In seguito la scrittura, che si faceva con lettere, con literæ, diventò, per l’appunto, letteratura e ancora studiamo “lettere” in alcune università, vale a dire il dominio della parola scritta con fini estetici. Prima fu mera trascrizione delle vecchie locuzioni primordiali, Per Abat trascrive il Poema del Mio Cid e così si fissano sulla carta le romanze e le fiabe. Lo stesso fece pure qualche copista con l’Iliade e l’Odissea. Poi fu compito dello stesso scrittore, ormai non più scriba o scriptor, ma auctor, auctoritas, che si sedeva davanti al suo scrittoio e componeva le proprie parole per narrarci racconti o dettare a se stesso i poemi di sua ispirazione.

Adesso, infine, la lettura è anche immanenza, frivolezza: Gaceta Hípica, stampa pettegola o sportiva, cruciverba, barzelletta di cattivo gusto, fumetti di Superman (che riposi in pace), novelitas de relajo (come i cubani chiamano i romanzetti pornografici), tutto ciò, come dicono i Rolling Stones e Willie Colón, è giornale di ieri.

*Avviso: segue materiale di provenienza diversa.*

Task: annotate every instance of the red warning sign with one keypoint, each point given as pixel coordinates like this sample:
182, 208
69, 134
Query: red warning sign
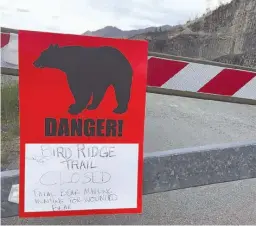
82, 110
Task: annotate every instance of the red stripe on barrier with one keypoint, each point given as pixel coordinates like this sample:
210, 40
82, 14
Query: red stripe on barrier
228, 82
5, 38
161, 70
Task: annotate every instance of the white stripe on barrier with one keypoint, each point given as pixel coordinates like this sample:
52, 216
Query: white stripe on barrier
192, 77
9, 53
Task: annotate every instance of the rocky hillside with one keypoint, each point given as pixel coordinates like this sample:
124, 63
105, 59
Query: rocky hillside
228, 34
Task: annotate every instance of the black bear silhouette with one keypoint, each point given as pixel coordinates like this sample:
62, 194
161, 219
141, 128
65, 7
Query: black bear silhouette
90, 71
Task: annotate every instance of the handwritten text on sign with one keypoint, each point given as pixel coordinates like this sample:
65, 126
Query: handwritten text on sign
80, 176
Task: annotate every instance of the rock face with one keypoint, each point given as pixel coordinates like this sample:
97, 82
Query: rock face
228, 34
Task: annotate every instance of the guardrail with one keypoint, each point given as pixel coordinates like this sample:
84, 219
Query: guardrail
172, 170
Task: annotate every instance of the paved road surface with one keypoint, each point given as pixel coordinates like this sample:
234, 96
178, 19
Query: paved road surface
174, 122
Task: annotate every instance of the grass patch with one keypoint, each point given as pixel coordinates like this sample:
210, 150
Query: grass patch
9, 119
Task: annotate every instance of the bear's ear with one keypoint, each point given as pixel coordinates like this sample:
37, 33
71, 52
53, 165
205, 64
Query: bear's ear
56, 46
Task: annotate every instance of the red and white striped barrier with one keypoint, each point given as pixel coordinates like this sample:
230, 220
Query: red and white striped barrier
171, 74
195, 77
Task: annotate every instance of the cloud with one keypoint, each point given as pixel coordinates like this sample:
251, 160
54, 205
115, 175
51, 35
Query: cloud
77, 16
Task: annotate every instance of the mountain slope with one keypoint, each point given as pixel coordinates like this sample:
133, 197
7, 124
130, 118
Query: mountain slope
110, 31
228, 34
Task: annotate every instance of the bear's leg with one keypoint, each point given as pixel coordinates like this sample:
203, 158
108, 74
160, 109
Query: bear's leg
98, 94
122, 90
82, 99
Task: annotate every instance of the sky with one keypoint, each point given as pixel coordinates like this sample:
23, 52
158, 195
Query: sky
78, 16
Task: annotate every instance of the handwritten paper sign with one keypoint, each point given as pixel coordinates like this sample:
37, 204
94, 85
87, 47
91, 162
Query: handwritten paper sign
82, 109
81, 176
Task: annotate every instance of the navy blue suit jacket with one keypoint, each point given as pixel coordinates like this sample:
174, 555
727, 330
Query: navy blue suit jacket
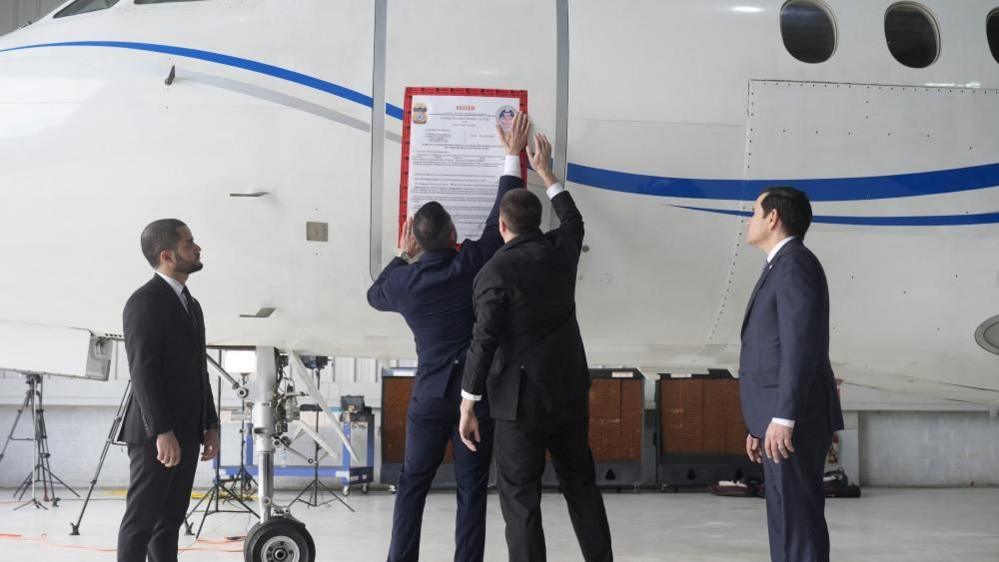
784, 368
434, 296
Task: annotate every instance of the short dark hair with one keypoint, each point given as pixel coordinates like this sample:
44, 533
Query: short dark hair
432, 227
521, 210
163, 234
793, 209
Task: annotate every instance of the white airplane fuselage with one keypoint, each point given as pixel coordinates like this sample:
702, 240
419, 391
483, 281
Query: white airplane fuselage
677, 114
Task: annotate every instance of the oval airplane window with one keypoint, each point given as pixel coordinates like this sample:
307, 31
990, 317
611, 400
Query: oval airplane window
808, 31
992, 30
84, 7
912, 35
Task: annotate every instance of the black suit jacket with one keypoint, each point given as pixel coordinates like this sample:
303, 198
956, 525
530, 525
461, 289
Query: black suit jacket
434, 296
525, 322
784, 368
166, 359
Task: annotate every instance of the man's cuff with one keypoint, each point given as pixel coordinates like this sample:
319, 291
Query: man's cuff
511, 166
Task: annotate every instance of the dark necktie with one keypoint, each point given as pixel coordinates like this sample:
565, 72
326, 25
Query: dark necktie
190, 306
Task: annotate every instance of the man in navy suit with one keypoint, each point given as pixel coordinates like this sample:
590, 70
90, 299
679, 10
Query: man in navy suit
434, 295
788, 392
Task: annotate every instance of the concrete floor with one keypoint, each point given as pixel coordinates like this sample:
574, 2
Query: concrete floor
886, 524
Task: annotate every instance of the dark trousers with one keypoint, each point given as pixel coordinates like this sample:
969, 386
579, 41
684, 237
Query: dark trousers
430, 424
796, 500
520, 462
157, 502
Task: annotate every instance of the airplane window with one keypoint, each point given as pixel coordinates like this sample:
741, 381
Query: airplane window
912, 35
992, 29
808, 31
84, 6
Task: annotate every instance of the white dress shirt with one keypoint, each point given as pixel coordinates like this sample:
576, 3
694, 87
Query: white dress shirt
177, 287
770, 258
513, 169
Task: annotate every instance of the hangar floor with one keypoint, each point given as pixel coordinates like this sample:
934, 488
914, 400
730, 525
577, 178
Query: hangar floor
886, 524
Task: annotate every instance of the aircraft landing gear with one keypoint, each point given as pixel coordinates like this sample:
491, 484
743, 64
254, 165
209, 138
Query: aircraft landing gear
281, 539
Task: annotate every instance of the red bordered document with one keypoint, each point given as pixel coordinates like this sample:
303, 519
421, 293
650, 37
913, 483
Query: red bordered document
450, 153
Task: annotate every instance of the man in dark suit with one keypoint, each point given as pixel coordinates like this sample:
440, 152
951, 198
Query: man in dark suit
170, 411
434, 296
788, 392
527, 357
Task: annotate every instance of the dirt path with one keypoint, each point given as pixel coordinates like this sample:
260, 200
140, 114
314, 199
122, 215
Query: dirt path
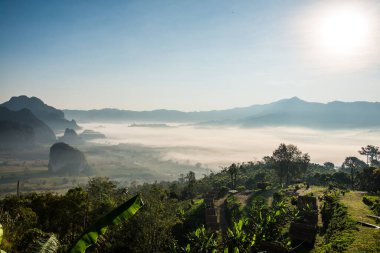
366, 239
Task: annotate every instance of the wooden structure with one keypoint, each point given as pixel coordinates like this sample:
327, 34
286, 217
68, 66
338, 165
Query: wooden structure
305, 229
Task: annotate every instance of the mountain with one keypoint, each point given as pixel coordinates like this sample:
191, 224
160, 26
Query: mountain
53, 117
14, 135
286, 112
65, 159
71, 137
23, 125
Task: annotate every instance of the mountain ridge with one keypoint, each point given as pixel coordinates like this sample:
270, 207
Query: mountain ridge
285, 112
53, 117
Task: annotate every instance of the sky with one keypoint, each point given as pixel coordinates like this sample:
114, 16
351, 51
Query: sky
188, 55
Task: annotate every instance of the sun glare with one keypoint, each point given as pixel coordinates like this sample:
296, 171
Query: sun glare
344, 31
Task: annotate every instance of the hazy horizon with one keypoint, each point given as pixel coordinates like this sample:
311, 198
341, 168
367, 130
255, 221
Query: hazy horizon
189, 56
221, 146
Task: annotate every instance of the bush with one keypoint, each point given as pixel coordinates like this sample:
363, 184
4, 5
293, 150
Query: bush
262, 185
370, 200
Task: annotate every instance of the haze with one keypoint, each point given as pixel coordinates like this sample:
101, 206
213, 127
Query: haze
188, 55
220, 146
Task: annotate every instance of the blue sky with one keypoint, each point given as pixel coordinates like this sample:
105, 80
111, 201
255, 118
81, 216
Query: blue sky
187, 55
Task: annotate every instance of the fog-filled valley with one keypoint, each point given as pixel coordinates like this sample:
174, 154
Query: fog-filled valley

Sono scritti che sfidano e indignano gli intellettuali, perché sono la negazione della trascendenza della parola, che è l’essenza della scrittura, di cui gli intellettuali sono depositari, custodi e curatori, nonostante questa parola frivola sia immagazzinata e fissata nelle emeroteche per sempre. Questo è in ogni caso il nostro proposito, to the last syllable of recordèd time, ‘fino all’ultima sillaba del tempo registrato’, come diceva Macbeth. O tant que la langue vivra, ‘finché vivrà la lingua’, come diceva Flaubert.